Methods: This review of the effectiveness of paediatric cardiac surgery was commissioned by a public inquiry to inform specific objectives. Evidence was reviewed for 5 paediatric open-heart operations for congenital cardiac anomalies: transposition of the great arteries; complete atrio-ventricular septal defect; total anomalous pulmonary venous drainage; truncus arteriosus; Fontan procedure. All studies reporting 30-day mortality were eligible, the primary objective being to synthesise estimates of 30-day mortality for each operation type. Relevant papers were identified by systematic literature searches of Medline (1966-1995). Key data were extracted from each paper according to a protocol. Pooled estimates of 30-day mortality were derived by logistic regression modelling, with 'robust' confidence intervals to take account of clustering of patients within case series. Additional analyses sought to explain variation in 30-day mortality estimates by investigating the effect of the date of data collection and relevant clinical sub-groups within operation types, i.e. case-mix, on 30-day mortality. We also sought evidence on the prognosis for children with each congenital anomaly without surgery.

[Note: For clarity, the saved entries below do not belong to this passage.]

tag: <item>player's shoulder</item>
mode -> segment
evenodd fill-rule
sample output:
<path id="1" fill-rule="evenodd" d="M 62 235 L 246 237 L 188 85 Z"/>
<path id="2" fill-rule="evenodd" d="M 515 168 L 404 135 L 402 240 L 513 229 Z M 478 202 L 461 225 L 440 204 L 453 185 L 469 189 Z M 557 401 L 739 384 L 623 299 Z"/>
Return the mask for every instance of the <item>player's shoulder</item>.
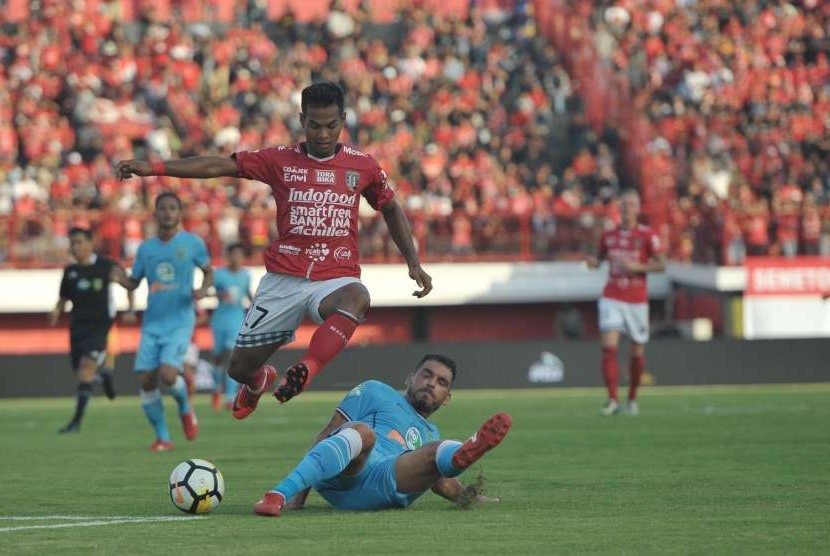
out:
<path id="1" fill-rule="evenodd" d="M 374 156 L 349 145 L 340 145 L 340 156 L 341 160 L 347 160 L 353 166 L 365 168 L 380 166 Z"/>
<path id="2" fill-rule="evenodd" d="M 185 241 L 191 245 L 202 245 L 205 243 L 205 240 L 203 240 L 198 234 L 188 232 L 187 230 L 182 230 L 180 233 L 182 241 Z"/>
<path id="3" fill-rule="evenodd" d="M 396 392 L 394 388 L 379 380 L 366 380 L 351 389 L 349 396 L 389 396 Z"/>
<path id="4" fill-rule="evenodd" d="M 648 224 L 637 224 L 637 233 L 642 236 L 653 236 L 656 232 Z"/>

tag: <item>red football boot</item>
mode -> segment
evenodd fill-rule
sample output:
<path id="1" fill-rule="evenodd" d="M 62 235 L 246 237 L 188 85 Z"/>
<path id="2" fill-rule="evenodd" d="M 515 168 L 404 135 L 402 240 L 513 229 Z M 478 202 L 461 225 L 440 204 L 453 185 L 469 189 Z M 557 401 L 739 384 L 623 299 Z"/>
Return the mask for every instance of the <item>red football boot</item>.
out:
<path id="1" fill-rule="evenodd" d="M 496 413 L 481 425 L 461 448 L 452 456 L 452 464 L 457 469 L 466 469 L 481 459 L 486 452 L 492 450 L 504 440 L 513 419 L 507 413 Z"/>
<path id="2" fill-rule="evenodd" d="M 236 398 L 233 400 L 233 418 L 244 419 L 254 412 L 259 398 L 266 391 L 271 389 L 271 386 L 277 380 L 277 369 L 271 365 L 264 365 L 265 377 L 262 380 L 262 386 L 256 391 L 251 390 L 247 384 L 239 387 L 239 392 L 236 393 Z"/>
<path id="3" fill-rule="evenodd" d="M 285 498 L 279 492 L 268 491 L 254 504 L 254 513 L 279 517 L 285 507 Z"/>
<path id="4" fill-rule="evenodd" d="M 150 445 L 151 452 L 169 452 L 173 449 L 172 442 L 165 442 L 160 438 L 156 438 L 156 441 Z"/>
<path id="5" fill-rule="evenodd" d="M 213 411 L 222 409 L 222 394 L 220 392 L 213 393 Z"/>
<path id="6" fill-rule="evenodd" d="M 196 420 L 196 412 L 193 408 L 181 416 L 182 429 L 184 430 L 184 437 L 188 440 L 193 440 L 199 436 L 199 421 Z"/>
<path id="7" fill-rule="evenodd" d="M 285 377 L 274 390 L 274 397 L 280 403 L 285 403 L 294 396 L 300 394 L 308 385 L 308 367 L 305 363 L 297 363 L 287 371 Z"/>

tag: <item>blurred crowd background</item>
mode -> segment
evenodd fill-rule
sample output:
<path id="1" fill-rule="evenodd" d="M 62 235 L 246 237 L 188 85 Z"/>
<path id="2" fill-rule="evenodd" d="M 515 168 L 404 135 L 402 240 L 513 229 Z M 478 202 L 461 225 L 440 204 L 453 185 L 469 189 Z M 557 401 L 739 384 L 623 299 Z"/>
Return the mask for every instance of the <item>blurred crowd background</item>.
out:
<path id="1" fill-rule="evenodd" d="M 113 164 L 298 141 L 317 79 L 426 260 L 581 258 L 624 187 L 675 260 L 830 255 L 828 55 L 820 0 L 5 0 L 0 265 L 63 263 L 77 225 L 129 260 L 166 189 L 256 260 L 267 186 Z M 362 257 L 396 260 L 365 208 Z"/>

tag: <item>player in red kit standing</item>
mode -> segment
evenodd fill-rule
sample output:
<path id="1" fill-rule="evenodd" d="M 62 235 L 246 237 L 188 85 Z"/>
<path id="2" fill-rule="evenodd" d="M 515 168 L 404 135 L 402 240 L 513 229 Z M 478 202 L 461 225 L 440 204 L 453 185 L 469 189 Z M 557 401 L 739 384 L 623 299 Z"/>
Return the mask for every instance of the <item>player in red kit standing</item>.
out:
<path id="1" fill-rule="evenodd" d="M 315 83 L 302 92 L 300 123 L 306 140 L 292 147 L 241 151 L 230 158 L 196 156 L 165 162 L 121 161 L 120 178 L 164 175 L 180 178 L 220 176 L 259 180 L 277 202 L 279 239 L 265 251 L 268 273 L 236 339 L 228 374 L 242 384 L 233 415 L 244 419 L 277 379 L 268 358 L 294 339 L 308 314 L 320 326 L 308 351 L 289 368 L 274 396 L 285 403 L 348 343 L 369 309 L 369 292 L 360 281 L 357 251 L 360 197 L 383 214 L 392 240 L 420 288 L 432 279 L 418 259 L 409 223 L 394 199 L 377 161 L 338 143 L 346 118 L 343 90 Z"/>
<path id="2" fill-rule="evenodd" d="M 603 260 L 609 263 L 608 283 L 599 299 L 599 328 L 602 333 L 602 375 L 608 388 L 608 401 L 602 415 L 619 413 L 617 398 L 617 346 L 620 332 L 631 338 L 628 413 L 637 415 L 637 387 L 646 364 L 645 344 L 648 342 L 649 272 L 662 272 L 666 258 L 660 239 L 648 227 L 639 224 L 640 196 L 629 190 L 620 196 L 620 225 L 602 234 L 598 255 L 588 259 L 596 268 Z"/>

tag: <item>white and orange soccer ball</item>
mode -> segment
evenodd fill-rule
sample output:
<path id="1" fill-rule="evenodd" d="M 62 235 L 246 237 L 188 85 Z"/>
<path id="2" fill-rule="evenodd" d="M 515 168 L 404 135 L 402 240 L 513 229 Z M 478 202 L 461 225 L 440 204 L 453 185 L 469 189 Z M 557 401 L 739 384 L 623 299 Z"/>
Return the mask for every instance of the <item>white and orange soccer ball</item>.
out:
<path id="1" fill-rule="evenodd" d="M 222 472 L 203 459 L 181 462 L 173 469 L 167 484 L 173 505 L 189 514 L 212 512 L 225 496 Z"/>

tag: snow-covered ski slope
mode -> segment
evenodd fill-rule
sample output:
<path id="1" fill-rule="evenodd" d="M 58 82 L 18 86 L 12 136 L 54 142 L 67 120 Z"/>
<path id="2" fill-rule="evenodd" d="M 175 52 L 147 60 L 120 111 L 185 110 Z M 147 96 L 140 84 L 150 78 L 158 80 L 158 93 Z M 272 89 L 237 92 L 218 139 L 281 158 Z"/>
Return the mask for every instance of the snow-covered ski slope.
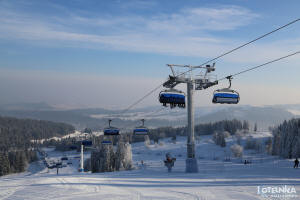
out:
<path id="1" fill-rule="evenodd" d="M 262 140 L 268 133 L 254 135 Z M 0 199 L 266 199 L 257 194 L 258 186 L 293 186 L 300 199 L 300 169 L 292 168 L 291 160 L 278 159 L 265 154 L 244 152 L 244 165 L 240 159 L 224 162 L 230 145 L 213 144 L 211 136 L 201 137 L 197 143 L 199 173 L 186 174 L 186 138 L 178 137 L 173 144 L 165 139 L 162 145 L 133 144 L 136 169 L 110 173 L 77 172 L 78 153 L 49 152 L 50 159 L 66 154 L 72 165 L 45 169 L 42 162 L 32 164 L 28 172 L 0 178 Z M 227 150 L 226 150 L 227 149 Z M 162 160 L 171 152 L 177 158 L 172 173 L 168 173 Z M 87 157 L 87 156 L 86 156 Z M 141 166 L 141 160 L 145 165 Z"/>

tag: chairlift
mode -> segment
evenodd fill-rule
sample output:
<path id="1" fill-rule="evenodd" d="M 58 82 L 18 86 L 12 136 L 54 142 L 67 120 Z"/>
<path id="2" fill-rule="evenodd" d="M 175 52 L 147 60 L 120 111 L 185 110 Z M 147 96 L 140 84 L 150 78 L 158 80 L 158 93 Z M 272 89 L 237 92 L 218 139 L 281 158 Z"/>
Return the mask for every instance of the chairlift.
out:
<path id="1" fill-rule="evenodd" d="M 232 76 L 226 77 L 229 80 L 229 87 L 214 91 L 213 103 L 237 104 L 240 101 L 240 95 L 237 91 L 230 89 Z"/>
<path id="2" fill-rule="evenodd" d="M 104 129 L 104 131 L 103 131 L 104 135 L 120 135 L 120 130 L 118 128 L 112 127 L 110 125 L 111 121 L 112 121 L 111 119 L 108 120 L 109 126 Z"/>
<path id="3" fill-rule="evenodd" d="M 103 144 L 103 145 L 110 145 L 110 144 L 112 144 L 112 142 L 110 140 L 103 140 L 101 142 L 101 144 Z"/>
<path id="4" fill-rule="evenodd" d="M 67 156 L 61 157 L 60 160 L 69 160 Z"/>
<path id="5" fill-rule="evenodd" d="M 134 135 L 148 135 L 149 129 L 144 126 L 145 119 L 141 119 L 142 126 L 138 126 L 133 130 Z"/>
<path id="6" fill-rule="evenodd" d="M 93 142 L 91 140 L 83 140 L 81 141 L 81 144 L 84 146 L 92 146 Z"/>
<path id="7" fill-rule="evenodd" d="M 71 145 L 70 146 L 70 150 L 76 150 L 77 149 L 77 146 L 76 145 Z"/>
<path id="8" fill-rule="evenodd" d="M 169 104 L 170 108 L 175 108 L 176 106 L 185 108 L 185 94 L 184 92 L 173 88 L 163 90 L 159 93 L 159 102 L 166 107 Z"/>

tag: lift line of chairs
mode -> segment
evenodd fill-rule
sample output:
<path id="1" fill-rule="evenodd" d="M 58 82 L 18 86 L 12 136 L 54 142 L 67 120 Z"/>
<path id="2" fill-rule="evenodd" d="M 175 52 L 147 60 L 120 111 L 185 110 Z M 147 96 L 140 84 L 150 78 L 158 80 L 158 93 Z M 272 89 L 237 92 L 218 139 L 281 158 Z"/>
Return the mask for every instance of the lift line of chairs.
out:
<path id="1" fill-rule="evenodd" d="M 240 101 L 240 95 L 237 91 L 230 89 L 232 76 L 228 76 L 226 78 L 229 81 L 229 87 L 215 90 L 213 93 L 212 102 L 220 104 L 237 104 Z M 185 108 L 185 93 L 180 90 L 176 90 L 174 88 L 163 90 L 159 93 L 158 99 L 159 102 L 165 107 L 169 105 L 171 109 L 175 107 Z M 120 135 L 120 129 L 111 126 L 111 121 L 111 119 L 108 120 L 109 126 L 104 129 L 104 135 Z M 137 126 L 133 130 L 133 135 L 143 136 L 149 134 L 149 129 L 144 125 L 145 120 L 142 119 L 141 122 L 142 125 Z M 111 144 L 111 141 L 103 141 L 102 144 Z"/>
<path id="2" fill-rule="evenodd" d="M 111 119 L 108 120 L 108 127 L 106 127 L 104 129 L 104 136 L 117 136 L 120 135 L 120 129 L 111 126 Z M 145 127 L 144 123 L 145 120 L 141 119 L 142 125 L 141 126 L 137 126 L 134 130 L 133 130 L 133 135 L 135 136 L 145 136 L 149 134 L 149 129 L 147 127 Z M 102 144 L 111 144 L 112 142 L 110 140 L 103 140 Z"/>

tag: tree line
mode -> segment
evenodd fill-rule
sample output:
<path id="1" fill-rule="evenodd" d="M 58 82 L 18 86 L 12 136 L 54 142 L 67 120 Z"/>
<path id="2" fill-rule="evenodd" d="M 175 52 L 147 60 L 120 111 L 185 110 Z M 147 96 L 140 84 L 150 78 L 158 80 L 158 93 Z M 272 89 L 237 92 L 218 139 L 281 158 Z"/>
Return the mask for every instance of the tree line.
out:
<path id="1" fill-rule="evenodd" d="M 0 152 L 0 176 L 23 172 L 28 163 L 36 160 L 34 150 Z"/>
<path id="2" fill-rule="evenodd" d="M 300 119 L 284 121 L 272 130 L 272 154 L 283 158 L 300 157 Z"/>
<path id="3" fill-rule="evenodd" d="M 200 135 L 212 135 L 215 132 L 228 132 L 231 135 L 234 135 L 238 130 L 249 130 L 248 121 L 239 121 L 236 119 L 233 120 L 222 120 L 213 123 L 198 124 L 195 126 L 195 136 Z M 165 137 L 176 137 L 176 136 L 186 136 L 187 127 L 162 127 L 150 130 L 150 139 L 154 142 L 158 142 L 159 139 Z M 137 138 L 138 140 L 138 138 Z"/>
<path id="4" fill-rule="evenodd" d="M 88 129 L 85 129 L 85 132 Z M 249 130 L 248 121 L 239 121 L 236 119 L 233 120 L 222 120 L 214 123 L 205 123 L 198 124 L 195 126 L 195 136 L 200 135 L 212 135 L 216 132 L 227 132 L 231 135 L 234 135 L 238 130 Z M 90 132 L 90 131 L 89 131 Z M 132 132 L 121 133 L 124 138 L 127 138 L 129 143 L 135 142 L 144 142 L 144 137 L 134 136 Z M 187 127 L 161 127 L 149 130 L 149 139 L 158 143 L 160 139 L 171 137 L 172 140 L 176 141 L 176 136 L 186 136 L 187 135 Z M 100 145 L 103 140 L 103 135 L 98 137 L 92 136 L 87 137 L 92 140 L 93 145 Z M 118 143 L 118 137 L 113 137 L 112 142 L 114 144 Z M 76 138 L 64 138 L 61 140 L 47 140 L 44 141 L 43 145 L 45 146 L 55 146 L 56 150 L 59 151 L 68 151 L 70 149 L 80 150 L 80 141 L 76 140 Z"/>
<path id="5" fill-rule="evenodd" d="M 32 140 L 64 136 L 74 130 L 64 123 L 0 117 L 0 151 L 28 149 Z"/>
<path id="6" fill-rule="evenodd" d="M 22 172 L 37 159 L 33 141 L 71 132 L 74 127 L 64 123 L 0 117 L 0 176 Z"/>

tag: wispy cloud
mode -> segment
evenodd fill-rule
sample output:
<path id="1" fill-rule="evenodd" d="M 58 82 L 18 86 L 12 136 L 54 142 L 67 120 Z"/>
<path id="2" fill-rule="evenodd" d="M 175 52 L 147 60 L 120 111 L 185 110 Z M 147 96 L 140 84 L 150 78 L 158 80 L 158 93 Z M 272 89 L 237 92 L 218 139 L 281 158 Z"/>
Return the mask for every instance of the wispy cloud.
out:
<path id="1" fill-rule="evenodd" d="M 141 1 L 140 5 L 134 5 L 150 6 L 147 4 Z M 58 11 L 67 9 L 58 8 Z M 214 32 L 238 29 L 258 17 L 259 14 L 238 6 L 183 8 L 151 16 L 99 13 L 86 16 L 68 10 L 62 15 L 39 17 L 26 11 L 16 12 L 13 5 L 6 5 L 0 9 L 0 38 L 34 41 L 39 45 L 213 57 L 240 44 L 235 39 L 215 36 Z M 282 44 L 287 48 L 282 48 Z M 266 54 L 281 56 L 286 49 L 299 49 L 296 43 L 283 41 L 280 45 L 281 48 L 274 48 L 278 42 L 255 45 L 227 59 L 263 61 Z"/>
<path id="2" fill-rule="evenodd" d="M 124 1 L 122 0 L 117 0 L 116 1 L 117 4 L 119 4 L 119 7 L 121 9 L 148 9 L 149 7 L 154 7 L 157 6 L 157 2 L 155 1 L 147 1 L 147 0 L 130 0 L 130 1 L 126 1 L 126 3 L 124 3 Z"/>
<path id="3" fill-rule="evenodd" d="M 245 26 L 257 17 L 258 14 L 238 6 L 185 8 L 178 13 L 157 16 L 147 26 L 153 30 L 176 33 L 223 31 Z"/>

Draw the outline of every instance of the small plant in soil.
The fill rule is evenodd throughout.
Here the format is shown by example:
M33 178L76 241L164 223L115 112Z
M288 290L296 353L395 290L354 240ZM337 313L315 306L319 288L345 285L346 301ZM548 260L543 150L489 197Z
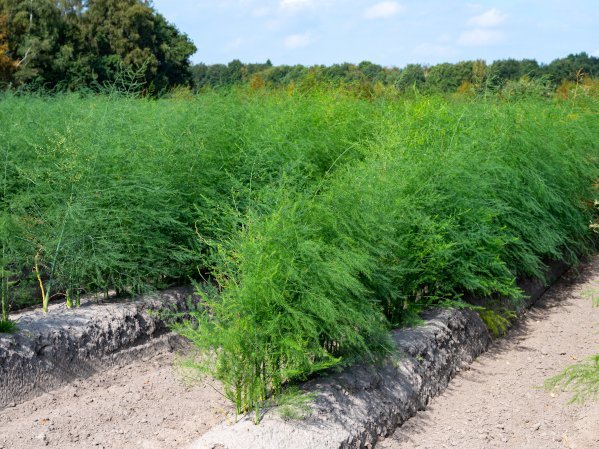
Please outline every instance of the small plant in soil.
M284 420L305 419L310 414L310 403L315 397L314 393L306 393L297 387L289 387L275 398L277 412Z
M11 320L0 320L0 334L11 334L17 331L17 324Z
M593 306L599 307L599 281L594 282L593 285L584 290L580 296L591 300Z
M597 232L597 231L595 231ZM591 299L594 307L599 307L599 286L597 281L581 293ZM545 381L547 390L561 389L573 392L571 403L584 403L599 399L599 354L589 357L582 363L567 367L560 374Z
M518 317L514 310L493 302L490 307L479 310L478 314L494 337L505 335L512 322Z
M571 403L581 404L599 399L599 354L567 367L562 373L548 379L545 388L572 392Z

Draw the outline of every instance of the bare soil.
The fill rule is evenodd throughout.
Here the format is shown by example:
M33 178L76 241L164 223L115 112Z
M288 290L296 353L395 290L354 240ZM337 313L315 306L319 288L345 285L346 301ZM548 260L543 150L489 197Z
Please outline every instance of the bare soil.
M599 403L539 388L599 351L599 257L569 271L424 412L377 449L598 449Z
M0 449L185 447L231 412L214 381L160 353L0 412Z
M599 257L570 271L444 394L377 444L386 449L597 449L599 404L543 381L599 350ZM0 449L183 448L232 413L214 381L188 383L161 352L0 412ZM317 448L315 448L317 449Z

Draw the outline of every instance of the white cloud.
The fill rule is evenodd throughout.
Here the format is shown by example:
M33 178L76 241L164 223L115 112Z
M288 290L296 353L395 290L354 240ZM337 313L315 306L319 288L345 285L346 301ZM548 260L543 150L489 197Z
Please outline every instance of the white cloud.
M499 11L496 8L489 9L481 15L474 16L468 20L468 25L475 27L494 27L505 21L507 14Z
M458 44L468 47L477 47L496 44L501 42L503 38L504 35L501 31L475 28L473 30L464 31L462 34L460 34Z
M595 50L595 51L594 51L594 52L591 54L591 56L596 56L596 57L598 57L598 58L599 58L599 48L598 48L597 50Z
M286 48L294 49L307 47L312 43L312 34L309 31L300 34L291 34L285 38L283 44Z
M279 5L283 9L302 9L311 7L314 4L314 0L281 0Z
M365 19L387 19L402 12L405 8L397 2L380 2L364 10Z

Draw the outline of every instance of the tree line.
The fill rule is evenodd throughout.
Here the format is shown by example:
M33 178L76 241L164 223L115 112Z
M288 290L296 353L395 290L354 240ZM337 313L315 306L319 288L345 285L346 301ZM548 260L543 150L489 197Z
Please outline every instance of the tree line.
M197 64L191 68L197 89L219 88L240 83L288 86L313 81L331 84L393 86L405 92L413 89L429 92L455 92L472 87L501 88L510 81L541 80L555 88L564 82L599 76L599 58L587 53L570 54L549 64L534 59L502 59L487 64L483 60L443 63L432 66L408 64L403 68L383 67L369 61L359 64L280 65L270 60L262 64Z
M401 92L455 92L541 80L550 88L599 76L599 58L571 54L549 64L503 59L409 64L279 65L190 64L193 42L159 14L151 0L0 0L0 87L82 90L137 83L160 94L174 86L195 90L239 84L261 86L351 84L392 86ZM123 80L123 74L134 79Z
M0 85L78 90L131 69L156 92L188 84L193 42L149 0L0 0Z

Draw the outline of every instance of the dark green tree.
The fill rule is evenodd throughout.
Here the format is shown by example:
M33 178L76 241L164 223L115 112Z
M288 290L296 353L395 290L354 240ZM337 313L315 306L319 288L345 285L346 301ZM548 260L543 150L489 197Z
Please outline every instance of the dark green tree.
M520 61L520 77L538 78L542 76L541 66L536 59L523 59Z
M191 67L191 78L193 86L196 89L201 89L209 85L208 83L208 66L203 62L195 64Z
M224 64L214 64L208 66L206 72L207 84L212 87L222 87L227 85L229 79L229 69Z
M503 81L517 80L520 78L520 62L512 58L493 61L489 73Z
M420 64L408 64L400 72L395 87L401 92L408 92L411 89L422 89L425 82L424 67Z
M464 81L472 82L472 66L471 61L437 64L428 70L427 88L433 92L455 92Z
M344 62L343 64L333 64L325 69L325 76L333 83L347 81L352 70L355 70L355 66L348 62Z
M128 68L156 90L190 81L195 46L147 0L0 0L0 16L17 85L74 89Z
M100 82L113 80L122 65L145 68L145 82L156 90L191 80L196 47L147 0L88 0L83 28Z
M234 59L227 64L227 80L226 84L237 84L243 81L247 75L247 70L244 64L239 59Z
M17 64L17 61L12 59L9 54L6 16L0 15L0 83L10 82Z
M370 61L362 61L360 64L358 64L358 70L373 83L377 81L383 81L385 78L385 69L383 69L382 66L373 64Z
M599 58L582 52L570 54L565 58L552 61L545 67L545 73L551 80L560 84L562 81L576 81L579 75L599 76Z
M17 84L56 81L58 55L67 54L64 20L52 0L0 0L0 14L6 16L8 56L18 60L13 74Z

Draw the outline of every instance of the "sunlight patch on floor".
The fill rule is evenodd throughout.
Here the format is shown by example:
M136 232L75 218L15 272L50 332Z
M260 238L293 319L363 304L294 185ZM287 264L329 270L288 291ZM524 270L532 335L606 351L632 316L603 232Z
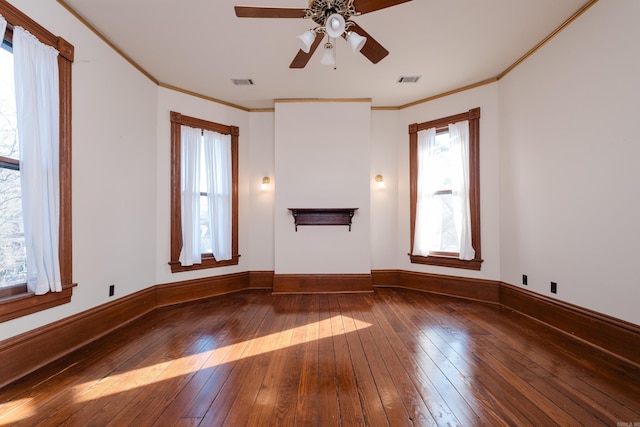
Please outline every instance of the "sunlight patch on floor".
M12 409L9 409L12 408ZM9 411L8 413L5 413ZM9 425L29 418L35 414L33 402L30 398L12 400L0 403L0 425Z
M339 331L332 332L331 324L334 321L340 324ZM355 332L370 326L370 323L348 316L337 315L330 319L230 344L214 350L109 375L93 386L87 387L88 384L80 384L74 387L74 401L77 403L88 402L96 398L124 393L156 382L188 376L197 371L214 368L225 363L233 363L261 354L283 350L290 346L304 344L313 340L330 338L333 335ZM304 339L296 342L287 342L286 344L278 344L278 337L283 334L291 337L302 336ZM167 369L169 367L171 367L171 369ZM0 406L0 409L1 408Z

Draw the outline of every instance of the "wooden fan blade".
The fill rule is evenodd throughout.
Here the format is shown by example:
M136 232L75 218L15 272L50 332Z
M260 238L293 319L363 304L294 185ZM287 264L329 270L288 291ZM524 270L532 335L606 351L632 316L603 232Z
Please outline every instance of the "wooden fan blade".
M385 56L389 55L389 51L382 47L380 43L376 41L371 34L367 33L360 25L355 22L349 26L349 31L360 34L362 37L366 37L367 41L360 49L360 53L367 57L367 59L374 64L380 62ZM344 36L343 36L344 37Z
M235 6L238 18L304 18L306 9L287 7Z
M384 9L386 7L396 6L401 3L406 3L411 0L354 0L353 6L356 12L365 14L374 12L376 10Z
M311 55L313 55L313 52L316 51L320 43L322 43L322 36L316 34L316 39L313 41L311 48L309 48L309 53L306 53L304 50L300 49L295 58L293 58L293 61L291 61L291 65L289 65L289 68L304 68L307 65L307 62L309 62L309 59L311 59Z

Results: Literature searches yielded only case-series data, which were successfully pooled for each operation. Within each operation type, 30-day mortality varied significantly for different clinical sub-groups, sometimes by a factor of two or more. 30-day mortality also reduced significantly over the time period studied for all operation types. Indices of reporting quality, such as reporting a clear case definition and an explicit statement that eligible patients were recruited consecutively, were not consistently associated with 30-day mortality. For the congenital anomalies reviewed, the prognosis for children who do not undergo surgery is poor, with the majority dying before their first birthday.

Conclusions: Pooled 30-day mortality estimates are likely to reflect the best that can be achieved rather than a level of performance to be expected in everyday practice. The evidence of differences in mortality between clinical sub-groups were consistent with clinical expectation at the outset. Several methodological questions about the nature and status of such evidence will be discussed, e.g should such a review be eligible for inclusion in the Cochrane Library as evidence of effectiveness, how should concepts of systematicity and publication bias be applied to case series?